The first Russian drafted by the Canucks – 214th overall in 1985 – is also one of their great regrets. Not as much as Vladimir Krutov was, perhaps, for very different reasons.
Igor Larionov was known as “the Russian Gretzky” in international competition and as “The Professor” in the NHL. He and former KLM linemate Krutov were introduced to Canucks fans before the 1989 season when they had permission to join the North American team. Larionov was an immediate hit: relaxed, articulate, and eager to challenge himself in the new league. Krutov, alas, never felt comfortable in the new world and returned after a single season.
But even Larionov took a while to get his footing. Hailed as a saviour with the phenomenal skill set he showed internationally, the first season was a disappointment. The 29-year old managed just 17 goals and 44 points, dropping even lower the next year when Krutov left. In year three, however, he helped shepherd in a young rookie named Pavel Bure to the team. With 65 points in 72 games that year, and playing an important role in Bure’s development, you would think the Canucks would do everything they could to hang onto the veteran.
Larionov insisted on playing for a year in Europe as a way to break free of an exploitative transfer payment system. He could return the next year as a true free agent, without the Russian Hockey Federation taking a cut of his contracts. GM Pat Quinn agreed, but after Larionov joined HC Lugano, Quinn needed the contract room. He believed that Larionov’s skills would be diminished with age and waived him. Larionov’s Canucks career ended eleven seasons before his NHL one did.
He played 210 games with Vancouver, scoring 51 goals and 143 points.
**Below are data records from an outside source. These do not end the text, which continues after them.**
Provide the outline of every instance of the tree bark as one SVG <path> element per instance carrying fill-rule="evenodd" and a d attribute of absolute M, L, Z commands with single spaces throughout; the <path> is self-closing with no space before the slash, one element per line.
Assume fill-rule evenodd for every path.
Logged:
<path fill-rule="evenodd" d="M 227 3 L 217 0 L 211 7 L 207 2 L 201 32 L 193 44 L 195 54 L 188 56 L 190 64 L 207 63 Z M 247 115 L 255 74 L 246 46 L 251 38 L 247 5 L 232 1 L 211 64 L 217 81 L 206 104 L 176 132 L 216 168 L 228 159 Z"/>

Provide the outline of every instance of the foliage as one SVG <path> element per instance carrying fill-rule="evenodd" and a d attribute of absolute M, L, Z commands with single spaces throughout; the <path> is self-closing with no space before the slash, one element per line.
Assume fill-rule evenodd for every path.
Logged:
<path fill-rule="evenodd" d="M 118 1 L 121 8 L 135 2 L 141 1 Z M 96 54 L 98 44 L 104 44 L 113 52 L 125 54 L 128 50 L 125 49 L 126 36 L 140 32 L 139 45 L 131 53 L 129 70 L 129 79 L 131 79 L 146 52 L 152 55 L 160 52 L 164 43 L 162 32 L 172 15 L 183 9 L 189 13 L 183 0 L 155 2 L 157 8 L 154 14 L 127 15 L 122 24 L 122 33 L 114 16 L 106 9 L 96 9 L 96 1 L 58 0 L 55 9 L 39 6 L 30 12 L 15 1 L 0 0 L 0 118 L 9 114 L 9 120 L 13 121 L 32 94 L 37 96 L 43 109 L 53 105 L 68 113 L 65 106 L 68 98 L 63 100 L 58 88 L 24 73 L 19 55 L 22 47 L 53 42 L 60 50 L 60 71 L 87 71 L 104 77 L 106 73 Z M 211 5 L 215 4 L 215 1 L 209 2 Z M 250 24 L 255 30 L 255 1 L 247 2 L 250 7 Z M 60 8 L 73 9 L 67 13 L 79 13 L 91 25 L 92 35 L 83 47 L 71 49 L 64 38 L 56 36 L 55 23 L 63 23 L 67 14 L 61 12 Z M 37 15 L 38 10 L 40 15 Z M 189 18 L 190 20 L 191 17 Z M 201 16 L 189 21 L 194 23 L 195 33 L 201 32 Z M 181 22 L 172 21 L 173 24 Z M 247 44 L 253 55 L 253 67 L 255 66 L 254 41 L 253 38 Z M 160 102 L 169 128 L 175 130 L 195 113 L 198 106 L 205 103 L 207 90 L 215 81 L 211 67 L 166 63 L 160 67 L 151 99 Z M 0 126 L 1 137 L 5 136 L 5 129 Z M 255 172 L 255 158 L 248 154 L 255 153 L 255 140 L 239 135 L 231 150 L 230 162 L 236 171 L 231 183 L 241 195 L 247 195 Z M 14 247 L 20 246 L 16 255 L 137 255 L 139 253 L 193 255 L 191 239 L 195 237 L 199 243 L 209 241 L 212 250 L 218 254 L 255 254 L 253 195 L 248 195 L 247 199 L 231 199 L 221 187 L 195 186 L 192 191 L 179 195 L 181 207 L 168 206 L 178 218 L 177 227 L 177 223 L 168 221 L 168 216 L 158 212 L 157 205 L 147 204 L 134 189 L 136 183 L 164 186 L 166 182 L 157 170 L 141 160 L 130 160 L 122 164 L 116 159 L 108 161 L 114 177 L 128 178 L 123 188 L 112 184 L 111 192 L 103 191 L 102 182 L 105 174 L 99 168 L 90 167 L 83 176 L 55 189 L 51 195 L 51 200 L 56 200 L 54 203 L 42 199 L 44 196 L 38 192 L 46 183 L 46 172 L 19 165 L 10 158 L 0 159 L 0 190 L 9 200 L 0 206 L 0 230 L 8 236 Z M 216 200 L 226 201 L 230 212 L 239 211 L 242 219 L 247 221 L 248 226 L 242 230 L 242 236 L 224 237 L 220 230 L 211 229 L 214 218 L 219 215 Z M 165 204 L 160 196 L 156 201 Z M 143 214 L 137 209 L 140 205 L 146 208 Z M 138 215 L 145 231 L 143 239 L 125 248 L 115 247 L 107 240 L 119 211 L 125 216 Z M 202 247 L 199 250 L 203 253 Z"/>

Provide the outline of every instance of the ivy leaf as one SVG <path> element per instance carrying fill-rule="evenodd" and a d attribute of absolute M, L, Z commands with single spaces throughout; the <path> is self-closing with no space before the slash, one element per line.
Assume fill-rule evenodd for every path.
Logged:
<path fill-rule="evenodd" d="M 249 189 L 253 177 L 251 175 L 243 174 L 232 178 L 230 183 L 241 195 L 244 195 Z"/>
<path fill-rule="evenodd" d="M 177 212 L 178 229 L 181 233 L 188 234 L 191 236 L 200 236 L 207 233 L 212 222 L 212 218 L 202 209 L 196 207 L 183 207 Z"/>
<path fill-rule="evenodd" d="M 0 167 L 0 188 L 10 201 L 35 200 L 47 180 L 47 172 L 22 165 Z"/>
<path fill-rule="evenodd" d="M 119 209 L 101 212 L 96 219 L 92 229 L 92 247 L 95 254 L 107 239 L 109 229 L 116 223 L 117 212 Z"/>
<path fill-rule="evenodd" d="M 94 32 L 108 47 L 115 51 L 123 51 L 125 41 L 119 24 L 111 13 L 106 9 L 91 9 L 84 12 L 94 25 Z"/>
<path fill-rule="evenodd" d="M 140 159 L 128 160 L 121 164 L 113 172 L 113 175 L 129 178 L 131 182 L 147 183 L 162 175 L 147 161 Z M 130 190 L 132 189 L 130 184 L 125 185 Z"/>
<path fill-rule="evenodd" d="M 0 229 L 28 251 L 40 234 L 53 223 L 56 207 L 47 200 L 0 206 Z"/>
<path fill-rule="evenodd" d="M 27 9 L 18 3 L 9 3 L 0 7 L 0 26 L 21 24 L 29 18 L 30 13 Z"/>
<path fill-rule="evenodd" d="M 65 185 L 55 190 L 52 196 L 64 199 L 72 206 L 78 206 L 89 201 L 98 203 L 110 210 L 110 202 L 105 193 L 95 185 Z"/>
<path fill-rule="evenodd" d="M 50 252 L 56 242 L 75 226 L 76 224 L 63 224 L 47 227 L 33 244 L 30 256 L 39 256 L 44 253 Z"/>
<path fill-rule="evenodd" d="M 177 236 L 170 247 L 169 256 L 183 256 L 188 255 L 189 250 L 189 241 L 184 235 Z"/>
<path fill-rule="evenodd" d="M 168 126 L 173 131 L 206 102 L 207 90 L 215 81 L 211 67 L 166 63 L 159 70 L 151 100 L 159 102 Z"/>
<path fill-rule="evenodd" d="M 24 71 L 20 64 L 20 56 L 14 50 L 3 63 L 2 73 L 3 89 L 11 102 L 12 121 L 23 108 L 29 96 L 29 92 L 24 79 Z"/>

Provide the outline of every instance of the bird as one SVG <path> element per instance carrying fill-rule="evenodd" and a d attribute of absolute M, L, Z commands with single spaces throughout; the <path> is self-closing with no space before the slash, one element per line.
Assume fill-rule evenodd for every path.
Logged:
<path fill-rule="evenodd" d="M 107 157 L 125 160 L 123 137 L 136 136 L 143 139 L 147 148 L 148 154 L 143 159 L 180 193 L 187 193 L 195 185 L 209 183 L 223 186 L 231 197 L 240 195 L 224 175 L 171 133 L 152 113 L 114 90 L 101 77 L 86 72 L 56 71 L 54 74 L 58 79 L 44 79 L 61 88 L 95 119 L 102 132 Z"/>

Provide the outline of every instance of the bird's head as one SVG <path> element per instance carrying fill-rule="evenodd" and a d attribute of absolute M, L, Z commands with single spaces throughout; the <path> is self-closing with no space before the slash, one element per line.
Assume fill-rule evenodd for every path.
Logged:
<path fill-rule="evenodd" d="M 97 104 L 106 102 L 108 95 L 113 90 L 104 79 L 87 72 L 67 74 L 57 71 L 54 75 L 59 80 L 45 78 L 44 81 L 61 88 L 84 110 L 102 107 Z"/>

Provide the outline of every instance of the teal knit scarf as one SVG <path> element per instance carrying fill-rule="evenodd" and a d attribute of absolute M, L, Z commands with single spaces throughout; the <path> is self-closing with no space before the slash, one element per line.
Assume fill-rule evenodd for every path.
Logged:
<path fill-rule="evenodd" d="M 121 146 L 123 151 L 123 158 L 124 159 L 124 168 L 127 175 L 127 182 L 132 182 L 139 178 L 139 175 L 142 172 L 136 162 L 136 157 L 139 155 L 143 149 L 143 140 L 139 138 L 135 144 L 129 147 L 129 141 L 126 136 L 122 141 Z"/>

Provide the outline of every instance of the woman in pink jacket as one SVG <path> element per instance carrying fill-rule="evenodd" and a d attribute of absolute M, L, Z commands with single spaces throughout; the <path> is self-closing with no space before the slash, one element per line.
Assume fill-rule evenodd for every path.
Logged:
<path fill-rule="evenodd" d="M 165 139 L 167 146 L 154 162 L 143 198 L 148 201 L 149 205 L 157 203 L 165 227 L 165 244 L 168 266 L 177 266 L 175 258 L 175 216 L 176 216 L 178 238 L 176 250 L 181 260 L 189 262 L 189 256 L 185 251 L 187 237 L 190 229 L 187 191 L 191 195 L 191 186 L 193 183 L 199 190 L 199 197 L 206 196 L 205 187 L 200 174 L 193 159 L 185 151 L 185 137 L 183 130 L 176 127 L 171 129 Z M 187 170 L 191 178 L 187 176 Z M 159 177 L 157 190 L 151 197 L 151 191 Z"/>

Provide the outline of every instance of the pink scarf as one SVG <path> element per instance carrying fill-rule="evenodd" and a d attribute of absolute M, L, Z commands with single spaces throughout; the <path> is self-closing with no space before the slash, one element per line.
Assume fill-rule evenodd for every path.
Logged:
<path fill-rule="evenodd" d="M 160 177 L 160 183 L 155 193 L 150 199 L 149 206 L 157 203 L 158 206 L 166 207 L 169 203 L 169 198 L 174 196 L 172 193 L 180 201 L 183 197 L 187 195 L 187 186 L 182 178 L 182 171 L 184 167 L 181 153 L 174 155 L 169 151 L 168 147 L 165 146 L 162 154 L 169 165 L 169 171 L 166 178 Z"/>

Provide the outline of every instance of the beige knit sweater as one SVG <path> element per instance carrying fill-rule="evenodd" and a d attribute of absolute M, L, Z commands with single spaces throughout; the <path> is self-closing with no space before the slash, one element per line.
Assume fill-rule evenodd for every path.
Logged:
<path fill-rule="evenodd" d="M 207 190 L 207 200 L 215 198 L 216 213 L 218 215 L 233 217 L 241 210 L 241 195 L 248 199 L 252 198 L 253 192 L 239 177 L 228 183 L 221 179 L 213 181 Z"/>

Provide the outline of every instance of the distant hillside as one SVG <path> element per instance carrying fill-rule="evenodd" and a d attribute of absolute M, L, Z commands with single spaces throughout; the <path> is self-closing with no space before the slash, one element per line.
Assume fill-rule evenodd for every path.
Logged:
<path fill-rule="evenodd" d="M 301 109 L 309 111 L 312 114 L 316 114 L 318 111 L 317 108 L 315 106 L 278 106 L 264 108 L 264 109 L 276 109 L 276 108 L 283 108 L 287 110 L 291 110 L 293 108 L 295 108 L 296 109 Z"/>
There are few options for the Vancouver Canucks best Russian. Even two of the three listed here left in unfortunate circumstances. Only eighteen have played for Vancouver so far, and just two lasted 300 or more regular-season games. But there is a reason to hope the bad luck (or bad management, whichever you want to blame) will end soon. Former Canuck Nikita Tryamkin wants to make a return after a Krutov-like first season. Whether a second chance will work out better this time, or happen at all, remains to be seen. But it does help reassure fans that Vancouver hasn’t been “blacklisted” by potential free agents from Russia.
Even better is the delayed arrival of Vasili Podkolzin, finishing out his contract in the KHL. While his numbers may not be blinding, it is well worth remembering that he is one of VERY few teenagers in that league. He’s going to be worth the wait.
Right now? The answer’s obvious. Bure’s blinding speed, deadly shot, and fierce determination make him stand out in any list of greats. That he has little competition does nothing to diminish his accomplishments.